Hint: for part 1, start with the substitution $u=t^2$, and than integrate by parts to show that \[ f(x) = \frac{\cos x^2}{2x}-\frac{\cos(x+1)^2}{2(x+1)}-\int_{x^2}^{(x+1)^2}\frac{\cos u}{4u^{3/2}}\operatorname du, \] and then replace $\cos u$ by $-1$.

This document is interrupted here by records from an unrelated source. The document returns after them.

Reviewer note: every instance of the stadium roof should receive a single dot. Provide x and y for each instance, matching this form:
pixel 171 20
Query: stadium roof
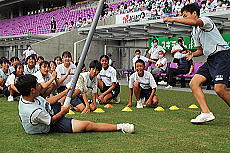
pixel 154 28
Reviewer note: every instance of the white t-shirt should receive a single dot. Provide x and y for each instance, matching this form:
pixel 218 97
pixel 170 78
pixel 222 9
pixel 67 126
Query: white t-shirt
pixel 178 55
pixel 85 84
pixel 108 76
pixel 154 51
pixel 163 61
pixel 62 70
pixel 41 78
pixel 28 52
pixel 145 59
pixel 146 81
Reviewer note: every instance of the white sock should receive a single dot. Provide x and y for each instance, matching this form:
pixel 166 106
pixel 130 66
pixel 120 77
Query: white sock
pixel 119 126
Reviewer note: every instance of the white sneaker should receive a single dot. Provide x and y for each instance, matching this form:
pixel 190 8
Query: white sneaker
pixel 127 128
pixel 168 87
pixel 162 83
pixel 139 104
pixel 10 98
pixel 203 117
pixel 117 100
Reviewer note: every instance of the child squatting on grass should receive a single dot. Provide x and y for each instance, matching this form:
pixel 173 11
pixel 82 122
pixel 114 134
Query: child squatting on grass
pixel 39 115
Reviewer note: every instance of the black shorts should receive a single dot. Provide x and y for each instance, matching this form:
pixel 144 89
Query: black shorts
pixel 217 67
pixel 78 100
pixel 145 93
pixel 64 124
pixel 114 92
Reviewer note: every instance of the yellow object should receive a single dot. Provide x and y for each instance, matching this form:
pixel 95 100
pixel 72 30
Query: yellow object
pixel 108 106
pixel 159 108
pixel 126 109
pixel 70 112
pixel 193 106
pixel 99 110
pixel 174 108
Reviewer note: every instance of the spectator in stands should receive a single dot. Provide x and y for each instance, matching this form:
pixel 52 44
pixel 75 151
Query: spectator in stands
pixel 49 116
pixel 79 23
pixel 52 25
pixel 53 66
pixel 216 49
pixel 177 50
pixel 58 60
pixel 161 64
pixel 71 26
pixel 29 51
pixel 86 86
pixel 153 52
pixel 184 67
pixel 4 73
pixel 14 60
pixel 107 82
pixel 89 19
pixel 143 85
pixel 65 71
pixel 30 67
pixel 45 79
pixel 66 27
pixel 11 91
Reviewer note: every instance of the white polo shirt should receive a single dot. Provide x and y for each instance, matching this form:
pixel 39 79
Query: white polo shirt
pixel 209 37
pixel 62 70
pixel 146 81
pixel 108 76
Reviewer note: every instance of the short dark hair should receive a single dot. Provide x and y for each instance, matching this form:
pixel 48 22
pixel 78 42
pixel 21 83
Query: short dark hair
pixel 140 61
pixel 45 63
pixel 194 7
pixel 104 56
pixel 67 53
pixel 95 64
pixel 24 84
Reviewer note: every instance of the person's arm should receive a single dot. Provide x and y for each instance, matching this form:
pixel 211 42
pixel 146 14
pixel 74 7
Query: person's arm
pixel 130 97
pixel 54 99
pixel 186 20
pixel 148 102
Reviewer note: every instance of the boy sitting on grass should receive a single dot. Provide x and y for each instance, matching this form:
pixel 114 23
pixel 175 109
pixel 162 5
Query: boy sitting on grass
pixel 86 85
pixel 39 115
pixel 143 85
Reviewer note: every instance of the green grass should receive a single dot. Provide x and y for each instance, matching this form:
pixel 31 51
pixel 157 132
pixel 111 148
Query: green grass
pixel 168 131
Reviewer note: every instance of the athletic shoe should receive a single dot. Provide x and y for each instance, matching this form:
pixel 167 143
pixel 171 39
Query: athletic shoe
pixel 10 98
pixel 162 83
pixel 203 117
pixel 168 87
pixel 127 128
pixel 117 100
pixel 139 104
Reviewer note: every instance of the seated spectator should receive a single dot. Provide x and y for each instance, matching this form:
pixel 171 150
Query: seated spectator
pixel 11 91
pixel 86 86
pixel 39 115
pixel 107 82
pixel 161 64
pixel 53 66
pixel 143 85
pixel 14 60
pixel 58 60
pixel 4 73
pixel 45 79
pixel 184 67
pixel 30 67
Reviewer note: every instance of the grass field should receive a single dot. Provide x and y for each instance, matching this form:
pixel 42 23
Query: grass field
pixel 167 131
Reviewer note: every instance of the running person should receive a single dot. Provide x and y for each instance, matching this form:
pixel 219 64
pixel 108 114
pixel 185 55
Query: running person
pixel 209 42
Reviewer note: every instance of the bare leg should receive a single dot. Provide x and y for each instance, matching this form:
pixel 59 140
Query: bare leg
pixel 220 89
pixel 137 90
pixel 195 84
pixel 84 126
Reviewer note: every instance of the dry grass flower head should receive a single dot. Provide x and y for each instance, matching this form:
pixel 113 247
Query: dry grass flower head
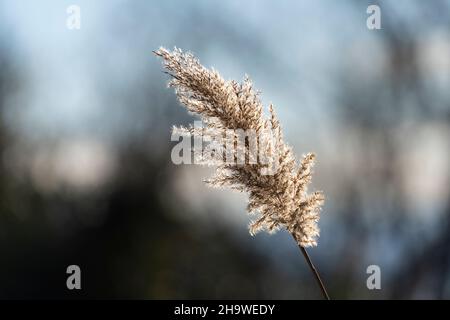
pixel 279 199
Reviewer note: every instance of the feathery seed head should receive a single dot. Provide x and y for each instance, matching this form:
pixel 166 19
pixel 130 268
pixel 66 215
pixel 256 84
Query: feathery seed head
pixel 280 197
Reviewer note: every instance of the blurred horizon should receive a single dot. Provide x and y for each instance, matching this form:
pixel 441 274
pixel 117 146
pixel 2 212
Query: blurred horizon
pixel 86 176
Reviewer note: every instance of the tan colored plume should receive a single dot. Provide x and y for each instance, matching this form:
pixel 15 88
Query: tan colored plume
pixel 280 199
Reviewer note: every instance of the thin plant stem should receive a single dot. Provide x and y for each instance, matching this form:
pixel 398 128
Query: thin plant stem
pixel 314 270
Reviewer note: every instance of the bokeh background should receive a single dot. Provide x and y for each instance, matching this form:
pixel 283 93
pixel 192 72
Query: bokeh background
pixel 86 176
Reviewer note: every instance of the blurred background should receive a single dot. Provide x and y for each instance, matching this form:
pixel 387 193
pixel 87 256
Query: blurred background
pixel 86 176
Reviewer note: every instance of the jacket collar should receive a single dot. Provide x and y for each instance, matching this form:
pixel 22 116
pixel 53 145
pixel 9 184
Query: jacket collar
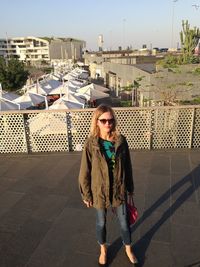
pixel 118 141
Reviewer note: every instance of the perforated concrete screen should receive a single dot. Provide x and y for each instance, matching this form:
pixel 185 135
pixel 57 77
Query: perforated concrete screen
pixel 196 133
pixel 12 134
pixel 47 132
pixel 144 128
pixel 171 128
pixel 136 126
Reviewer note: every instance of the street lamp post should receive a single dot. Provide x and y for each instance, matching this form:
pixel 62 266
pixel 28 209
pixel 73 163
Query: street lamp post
pixel 172 37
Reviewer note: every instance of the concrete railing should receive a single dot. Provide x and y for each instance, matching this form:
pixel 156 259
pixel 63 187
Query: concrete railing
pixel 66 130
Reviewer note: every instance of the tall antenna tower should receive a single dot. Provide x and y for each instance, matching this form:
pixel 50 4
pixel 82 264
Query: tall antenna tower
pixel 100 42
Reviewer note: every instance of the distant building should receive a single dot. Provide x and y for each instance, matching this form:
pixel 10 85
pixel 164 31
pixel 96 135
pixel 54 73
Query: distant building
pixel 66 48
pixel 100 42
pixel 35 50
pixel 27 49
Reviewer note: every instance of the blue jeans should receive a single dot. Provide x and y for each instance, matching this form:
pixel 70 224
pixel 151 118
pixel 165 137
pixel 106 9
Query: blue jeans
pixel 122 218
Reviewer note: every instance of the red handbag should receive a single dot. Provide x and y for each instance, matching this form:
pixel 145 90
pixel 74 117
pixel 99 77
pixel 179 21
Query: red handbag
pixel 132 211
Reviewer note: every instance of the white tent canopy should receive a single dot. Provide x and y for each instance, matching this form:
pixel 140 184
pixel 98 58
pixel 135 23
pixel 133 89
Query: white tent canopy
pixel 37 89
pixel 91 94
pixel 48 123
pixel 72 98
pixel 29 99
pixel 6 104
pixel 64 104
pixel 96 87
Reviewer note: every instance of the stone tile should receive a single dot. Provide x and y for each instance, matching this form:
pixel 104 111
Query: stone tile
pixel 16 216
pixel 185 245
pixel 157 227
pixel 62 238
pixel 160 165
pixel 19 248
pixel 158 254
pixel 183 189
pixel 8 200
pixel 188 213
pixel 4 238
pixel 181 163
pixel 50 208
pixel 157 202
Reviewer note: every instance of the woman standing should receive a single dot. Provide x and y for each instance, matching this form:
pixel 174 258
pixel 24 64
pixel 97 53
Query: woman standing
pixel 105 177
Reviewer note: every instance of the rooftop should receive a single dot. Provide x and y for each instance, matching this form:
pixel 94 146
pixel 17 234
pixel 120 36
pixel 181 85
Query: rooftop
pixel 43 222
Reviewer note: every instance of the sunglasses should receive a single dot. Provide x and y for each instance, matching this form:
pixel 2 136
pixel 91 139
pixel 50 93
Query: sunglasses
pixel 110 121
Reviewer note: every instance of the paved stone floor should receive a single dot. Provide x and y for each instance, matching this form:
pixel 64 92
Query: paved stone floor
pixel 43 222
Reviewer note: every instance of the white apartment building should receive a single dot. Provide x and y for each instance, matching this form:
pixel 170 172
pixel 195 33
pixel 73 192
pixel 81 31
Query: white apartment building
pixel 28 49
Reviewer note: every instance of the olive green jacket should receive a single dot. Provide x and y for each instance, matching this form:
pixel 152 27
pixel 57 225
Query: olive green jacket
pixel 94 174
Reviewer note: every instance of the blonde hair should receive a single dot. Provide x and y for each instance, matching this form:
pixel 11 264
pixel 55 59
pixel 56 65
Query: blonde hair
pixel 94 129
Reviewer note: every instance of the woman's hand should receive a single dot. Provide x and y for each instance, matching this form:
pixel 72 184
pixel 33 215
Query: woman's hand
pixel 88 203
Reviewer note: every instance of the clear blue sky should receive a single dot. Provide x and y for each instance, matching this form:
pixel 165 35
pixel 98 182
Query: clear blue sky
pixel 156 23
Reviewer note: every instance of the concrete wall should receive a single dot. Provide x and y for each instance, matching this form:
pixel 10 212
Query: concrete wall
pixel 66 49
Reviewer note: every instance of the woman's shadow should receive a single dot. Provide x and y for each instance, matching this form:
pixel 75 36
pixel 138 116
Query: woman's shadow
pixel 141 246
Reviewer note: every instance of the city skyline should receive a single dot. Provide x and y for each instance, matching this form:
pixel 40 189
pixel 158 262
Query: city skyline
pixel 122 23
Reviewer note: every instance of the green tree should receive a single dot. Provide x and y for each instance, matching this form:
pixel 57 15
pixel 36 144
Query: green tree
pixel 13 75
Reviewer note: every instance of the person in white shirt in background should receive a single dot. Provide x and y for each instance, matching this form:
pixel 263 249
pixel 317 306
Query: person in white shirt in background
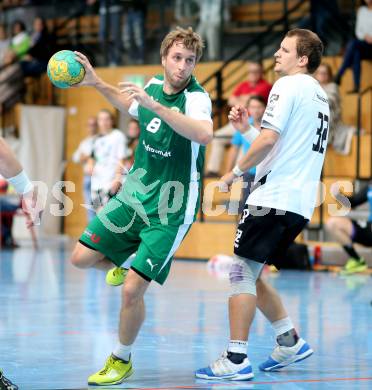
pixel 289 154
pixel 110 149
pixel 83 156
pixel 360 47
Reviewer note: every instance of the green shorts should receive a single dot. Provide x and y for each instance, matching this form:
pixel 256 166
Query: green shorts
pixel 118 231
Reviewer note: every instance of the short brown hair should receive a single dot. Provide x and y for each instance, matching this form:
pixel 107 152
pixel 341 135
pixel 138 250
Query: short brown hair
pixel 309 45
pixel 190 39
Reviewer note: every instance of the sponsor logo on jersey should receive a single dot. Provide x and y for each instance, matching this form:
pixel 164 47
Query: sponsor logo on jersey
pixel 149 262
pixel 162 153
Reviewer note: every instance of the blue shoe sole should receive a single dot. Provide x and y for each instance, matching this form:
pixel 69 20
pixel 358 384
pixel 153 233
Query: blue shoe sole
pixel 279 366
pixel 238 377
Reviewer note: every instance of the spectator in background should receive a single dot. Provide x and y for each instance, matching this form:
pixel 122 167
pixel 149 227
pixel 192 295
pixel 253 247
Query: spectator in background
pixel 83 156
pixel 4 44
pixel 339 134
pixel 110 28
pixel 35 62
pixel 133 134
pixel 20 42
pixel 185 13
pixel 134 29
pixel 360 47
pixel 11 82
pixel 239 145
pixel 109 151
pixel 254 85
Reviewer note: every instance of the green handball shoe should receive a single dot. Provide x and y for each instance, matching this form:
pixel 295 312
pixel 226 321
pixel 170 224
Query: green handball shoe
pixel 116 276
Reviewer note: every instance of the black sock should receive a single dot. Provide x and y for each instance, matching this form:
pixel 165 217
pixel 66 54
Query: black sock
pixel 288 339
pixel 235 357
pixel 349 249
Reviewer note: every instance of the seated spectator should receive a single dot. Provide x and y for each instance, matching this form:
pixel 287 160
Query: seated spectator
pixel 35 62
pixel 239 145
pixel 339 134
pixel 347 231
pixel 109 152
pixel 82 156
pixel 20 42
pixel 8 206
pixel 254 85
pixel 360 47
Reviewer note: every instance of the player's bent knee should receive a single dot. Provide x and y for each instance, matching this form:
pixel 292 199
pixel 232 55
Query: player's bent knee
pixel 130 294
pixel 243 276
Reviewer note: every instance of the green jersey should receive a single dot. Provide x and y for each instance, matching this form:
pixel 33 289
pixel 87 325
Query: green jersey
pixel 163 186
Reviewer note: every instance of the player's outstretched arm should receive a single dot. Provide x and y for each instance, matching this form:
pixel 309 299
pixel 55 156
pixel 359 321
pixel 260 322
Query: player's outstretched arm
pixel 121 101
pixel 200 131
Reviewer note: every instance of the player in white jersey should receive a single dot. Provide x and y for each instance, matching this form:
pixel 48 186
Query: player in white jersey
pixel 289 153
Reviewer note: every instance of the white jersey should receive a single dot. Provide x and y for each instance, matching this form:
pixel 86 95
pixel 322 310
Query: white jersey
pixel 108 151
pixel 84 149
pixel 298 110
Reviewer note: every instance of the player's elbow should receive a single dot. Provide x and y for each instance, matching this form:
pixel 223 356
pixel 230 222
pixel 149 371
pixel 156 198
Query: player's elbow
pixel 206 136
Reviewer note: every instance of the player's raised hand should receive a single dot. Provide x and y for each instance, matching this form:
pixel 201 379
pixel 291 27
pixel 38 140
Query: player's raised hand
pixel 90 78
pixel 139 94
pixel 238 116
pixel 226 181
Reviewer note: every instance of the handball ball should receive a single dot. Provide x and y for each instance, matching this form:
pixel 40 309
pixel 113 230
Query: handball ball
pixel 64 70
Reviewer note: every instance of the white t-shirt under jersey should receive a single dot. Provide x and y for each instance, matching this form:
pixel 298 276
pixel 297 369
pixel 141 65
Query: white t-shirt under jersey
pixel 298 110
pixel 108 151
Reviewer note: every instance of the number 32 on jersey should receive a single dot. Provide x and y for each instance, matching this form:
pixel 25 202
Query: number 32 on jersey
pixel 321 133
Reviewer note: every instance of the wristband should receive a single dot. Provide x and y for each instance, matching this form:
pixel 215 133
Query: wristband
pixel 21 182
pixel 237 171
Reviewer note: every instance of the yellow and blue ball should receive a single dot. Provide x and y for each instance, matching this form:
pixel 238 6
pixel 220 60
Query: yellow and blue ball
pixel 63 69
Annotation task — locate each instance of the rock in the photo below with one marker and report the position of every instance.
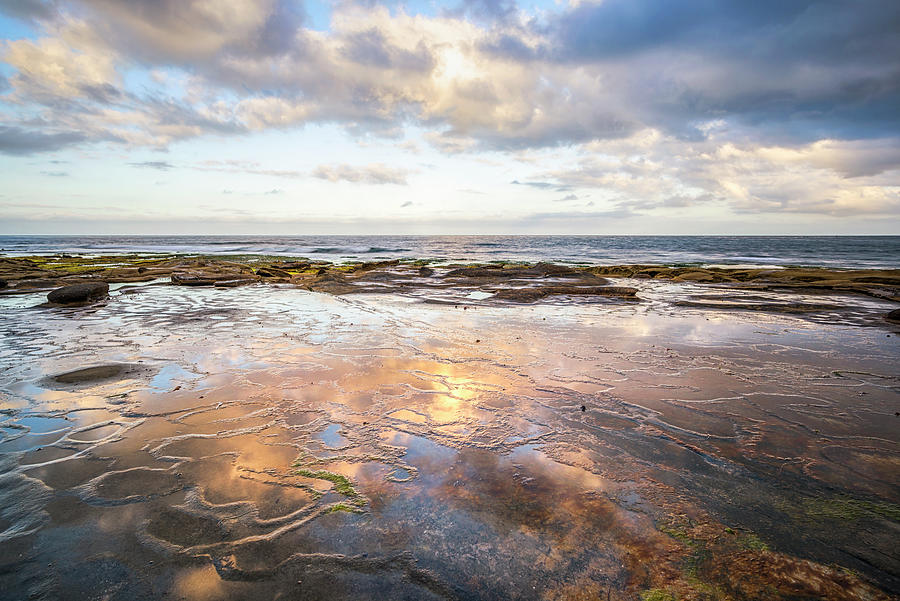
(295, 265)
(193, 279)
(233, 283)
(79, 293)
(538, 270)
(528, 295)
(272, 272)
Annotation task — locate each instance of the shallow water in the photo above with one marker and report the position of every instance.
(281, 442)
(873, 252)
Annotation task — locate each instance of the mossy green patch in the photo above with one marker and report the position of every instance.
(847, 509)
(658, 594)
(343, 507)
(752, 542)
(840, 509)
(342, 484)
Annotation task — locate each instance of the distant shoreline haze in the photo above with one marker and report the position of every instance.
(874, 252)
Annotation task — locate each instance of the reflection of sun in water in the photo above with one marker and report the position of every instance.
(200, 584)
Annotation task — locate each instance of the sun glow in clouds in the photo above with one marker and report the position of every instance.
(616, 117)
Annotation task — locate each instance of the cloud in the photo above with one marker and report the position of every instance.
(251, 167)
(18, 141)
(29, 9)
(651, 171)
(159, 165)
(753, 107)
(555, 186)
(369, 174)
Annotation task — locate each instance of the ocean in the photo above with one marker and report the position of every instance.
(872, 252)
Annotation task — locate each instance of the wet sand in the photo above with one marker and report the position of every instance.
(291, 440)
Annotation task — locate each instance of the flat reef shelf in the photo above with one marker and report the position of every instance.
(259, 428)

There is a useful trick for computing the previous $\log x$ integral. First, you should convince yourself that
\[ \log(x)=\left.\frac{\operatorname d}{\operatorname ds}x^s\right|_{s=0}. \]
then we have
\[\begin{split} \int_1^e\log x\operatorname dx=\int_1^e\left.\frac{\operatorname d}{\operatorname ds}x^s\right|_{s=0}\operatorname dx&=\left.\frac{\operatorname d}{\operatorname ds}\int_1^ex^s\operatorname dx\right|_{s=0} \\ &=\left.\frac{\operatorname d}{\operatorname ds}\left[\frac{x^{s+1}}{s+1}\right]_1^e\right|_{s=0} \\ &=\left.\frac{\operatorname d}{\operatorname ds}\frac{e^{s+1}-1}{s+1}\right|_{s=0} \\ &=\left.\frac{se^{s+1}+1}{(s+1)^2}\right|_{s=0}=1. \end{split}\]You might have spotted something suspicious here: the exchange of the integral-derivative order must be justified! To show that this is a legitimate move, one could either invoke Leibniz integral rule, or take out the big guns, in the form of the dominated convergence theorem. In any case, these are considerations going well beyond the scope of this lecture, so you will just have to trust me for the moment that we can indeed exchange the order of integration and differentiation in this case!